If we think about the concept graphically, we want to look for the minimum point of our loss function because this will yield us the highest accuracy. If we start at a random point on our loss function, gradient descent will take “steps” in the “downhill direction” towards the negative gradient. The size of the “step” taken is dependent on our learning rate. Choosing the optimal learning rate is important because it affects both the efficiency and accuracy of our results.

![image-3.png](attachment:image-3.png)

## Stochastic Gradient Descent

n deep learning models, we are often dealing with extremely large datasets. Because of this, performing backpropagation and gradient descent calculations on all of our data may be inefficient and computationally exhaustive no matter what learning rate we choose.

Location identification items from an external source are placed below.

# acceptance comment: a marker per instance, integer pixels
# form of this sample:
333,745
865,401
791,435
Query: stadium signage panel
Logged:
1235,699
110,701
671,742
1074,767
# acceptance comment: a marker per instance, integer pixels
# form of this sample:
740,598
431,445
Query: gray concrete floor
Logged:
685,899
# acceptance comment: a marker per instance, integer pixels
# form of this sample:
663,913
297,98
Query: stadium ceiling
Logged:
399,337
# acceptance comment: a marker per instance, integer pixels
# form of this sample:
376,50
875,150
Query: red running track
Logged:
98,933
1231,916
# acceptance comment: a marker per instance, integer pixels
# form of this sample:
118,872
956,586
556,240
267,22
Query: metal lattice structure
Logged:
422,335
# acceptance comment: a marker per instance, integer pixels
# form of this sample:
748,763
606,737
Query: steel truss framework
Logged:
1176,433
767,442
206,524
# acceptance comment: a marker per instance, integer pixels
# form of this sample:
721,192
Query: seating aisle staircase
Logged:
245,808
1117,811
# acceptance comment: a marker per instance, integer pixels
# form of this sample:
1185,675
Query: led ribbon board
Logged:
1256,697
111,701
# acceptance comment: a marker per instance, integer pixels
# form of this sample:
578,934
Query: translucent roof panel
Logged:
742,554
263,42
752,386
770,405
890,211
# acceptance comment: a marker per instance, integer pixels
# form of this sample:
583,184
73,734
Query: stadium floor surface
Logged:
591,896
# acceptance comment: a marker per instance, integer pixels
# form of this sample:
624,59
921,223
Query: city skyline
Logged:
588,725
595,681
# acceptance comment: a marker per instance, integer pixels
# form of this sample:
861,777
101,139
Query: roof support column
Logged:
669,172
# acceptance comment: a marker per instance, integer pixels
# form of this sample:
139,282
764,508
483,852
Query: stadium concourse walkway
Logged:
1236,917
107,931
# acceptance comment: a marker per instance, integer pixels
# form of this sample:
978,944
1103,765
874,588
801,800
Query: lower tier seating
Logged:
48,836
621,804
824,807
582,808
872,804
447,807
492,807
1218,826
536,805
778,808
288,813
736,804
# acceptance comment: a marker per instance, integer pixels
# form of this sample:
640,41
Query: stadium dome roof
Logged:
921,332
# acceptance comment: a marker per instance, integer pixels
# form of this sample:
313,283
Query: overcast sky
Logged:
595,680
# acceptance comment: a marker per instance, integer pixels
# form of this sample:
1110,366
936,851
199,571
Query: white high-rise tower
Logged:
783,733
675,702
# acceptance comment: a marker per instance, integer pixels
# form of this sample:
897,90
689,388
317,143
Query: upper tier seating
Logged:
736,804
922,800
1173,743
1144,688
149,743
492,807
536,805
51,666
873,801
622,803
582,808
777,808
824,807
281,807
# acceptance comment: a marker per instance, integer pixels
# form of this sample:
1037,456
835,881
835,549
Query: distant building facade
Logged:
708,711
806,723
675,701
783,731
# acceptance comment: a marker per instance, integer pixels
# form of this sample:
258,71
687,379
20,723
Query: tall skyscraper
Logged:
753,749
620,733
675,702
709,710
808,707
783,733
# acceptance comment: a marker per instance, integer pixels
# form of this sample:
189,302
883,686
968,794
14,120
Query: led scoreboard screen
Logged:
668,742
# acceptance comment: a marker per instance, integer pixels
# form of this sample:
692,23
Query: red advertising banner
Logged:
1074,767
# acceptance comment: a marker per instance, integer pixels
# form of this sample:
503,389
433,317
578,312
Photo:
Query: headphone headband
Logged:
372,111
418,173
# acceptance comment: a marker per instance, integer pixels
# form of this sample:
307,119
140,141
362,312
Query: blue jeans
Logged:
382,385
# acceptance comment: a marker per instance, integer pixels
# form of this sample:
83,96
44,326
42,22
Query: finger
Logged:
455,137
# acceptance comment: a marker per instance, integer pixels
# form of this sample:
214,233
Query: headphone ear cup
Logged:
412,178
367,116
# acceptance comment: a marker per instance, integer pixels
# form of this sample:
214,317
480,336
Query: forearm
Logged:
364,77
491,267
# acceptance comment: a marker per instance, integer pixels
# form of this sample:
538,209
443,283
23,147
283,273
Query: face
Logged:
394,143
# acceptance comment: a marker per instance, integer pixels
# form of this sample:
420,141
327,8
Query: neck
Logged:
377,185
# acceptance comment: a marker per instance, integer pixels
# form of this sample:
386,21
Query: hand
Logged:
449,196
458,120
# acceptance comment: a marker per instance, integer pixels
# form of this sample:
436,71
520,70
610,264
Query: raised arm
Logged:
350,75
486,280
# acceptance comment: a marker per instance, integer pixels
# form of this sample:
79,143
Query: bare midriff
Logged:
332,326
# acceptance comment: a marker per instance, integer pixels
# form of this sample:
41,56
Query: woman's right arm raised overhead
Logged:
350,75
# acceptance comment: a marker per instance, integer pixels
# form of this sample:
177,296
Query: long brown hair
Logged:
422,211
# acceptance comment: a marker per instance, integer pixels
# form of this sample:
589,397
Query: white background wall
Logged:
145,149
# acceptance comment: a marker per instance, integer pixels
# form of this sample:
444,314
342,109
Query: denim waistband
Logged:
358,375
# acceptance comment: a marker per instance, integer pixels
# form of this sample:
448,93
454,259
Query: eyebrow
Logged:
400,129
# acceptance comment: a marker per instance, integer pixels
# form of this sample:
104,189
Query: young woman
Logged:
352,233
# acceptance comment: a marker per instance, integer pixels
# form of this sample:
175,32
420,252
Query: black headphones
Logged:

To solve this problem, a variation of gradient descent known as Stochastic Gradient Descent (SGD) was developed. Let’s say we have 100,000 data points and 5 parameters. If we did 1000 iterations (also known as epochs in Deep Learning) we would end up with 100000⋅5⋅1000 = 500,000,000 computations. We do not want our computer to do that many computations on top of the rest of the learning model; it will take forever.

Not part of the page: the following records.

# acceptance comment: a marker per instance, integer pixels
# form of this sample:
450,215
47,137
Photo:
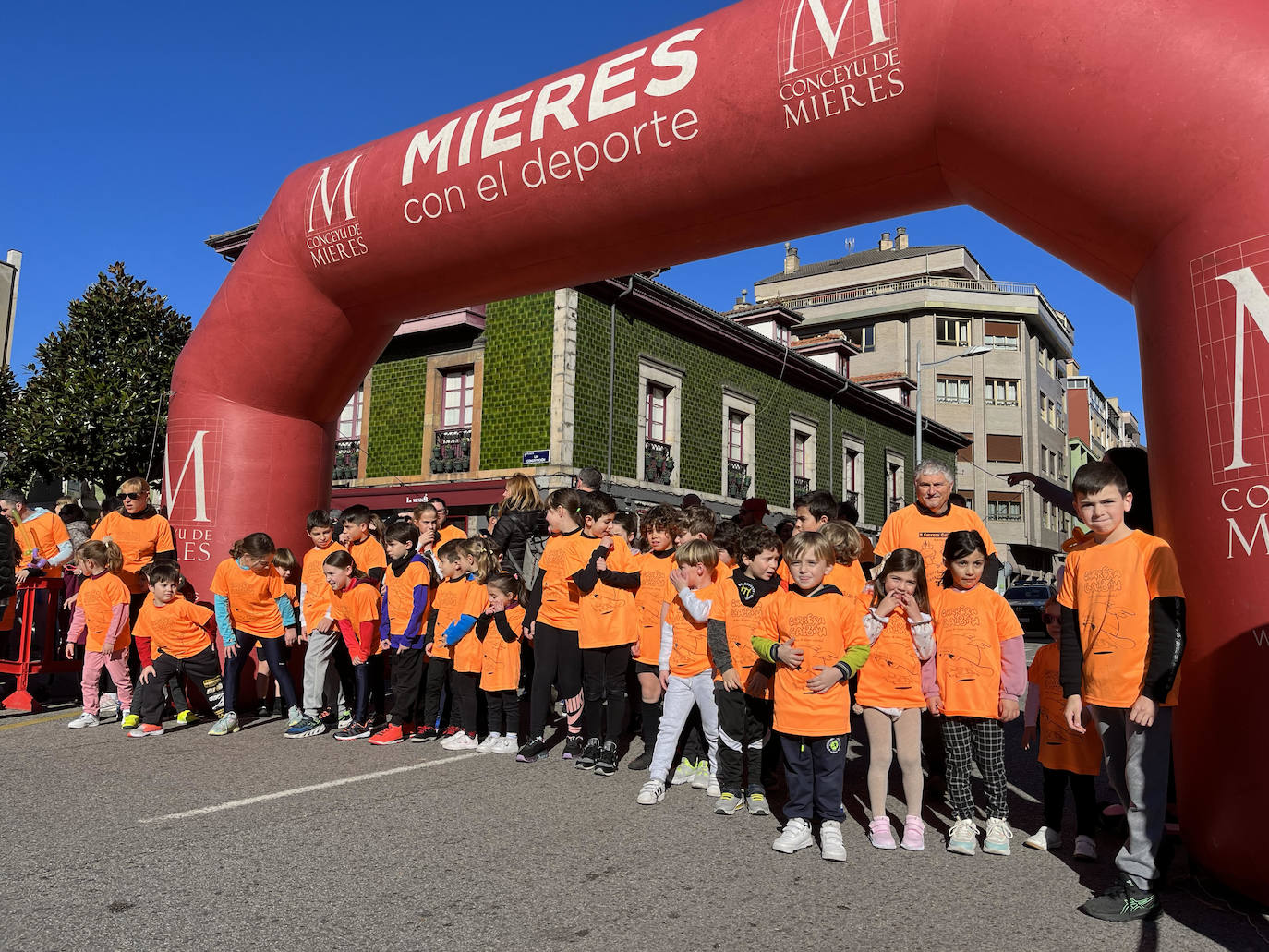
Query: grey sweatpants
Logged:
321,677
1136,761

This is where SGD comes to play. Instead of performing gradient descent on our entire dataset, we pick out a random data point to use at each iteration. This cuts back on computation time immensely while still yielding accurate results.

## More variants

There are also other variants of gradient descent such as Adam optimization algorithm and mini-batch gradient descent. Adam is an adaptive learning algorithm that finds individual learning rates for each parameter. Mini-batch gradient descent is similar to SGD except instead of iterating on one data point at a time, we iterate on small batches of fixed size.

Adam optimizer’s ability to have an adaptive learning rate has made it an ideal variant of gradient descent and is commonly used in deep learning models. Mini-batch gradient descent was developed as an ideal trade-off between GD and SGD. Since mini-batch does not depend on just one training sample, it has a much smoother curve and is less affected by outliers and noisy data making it a more optimal algorithm for gradient descent than SGD.

## Summary

In backpropagation, the gradient of the loss function is calculated with respect to the weight parameters within a neural network.
- Gradient descent updates our weight parameters by iteratively minimizing our loss function to increase our model’s accuracy.
- Stochastic gradient descent is a variant of gradient descent, where instead of using all data points to update parameters, a random data point is selected.
- Adam optimization is a variant of SGD that allows for adaptive learning rates.
- Mini-batch gradient descent is a variant of GD that uses random batches of data to update parameters instead of a random datapoint.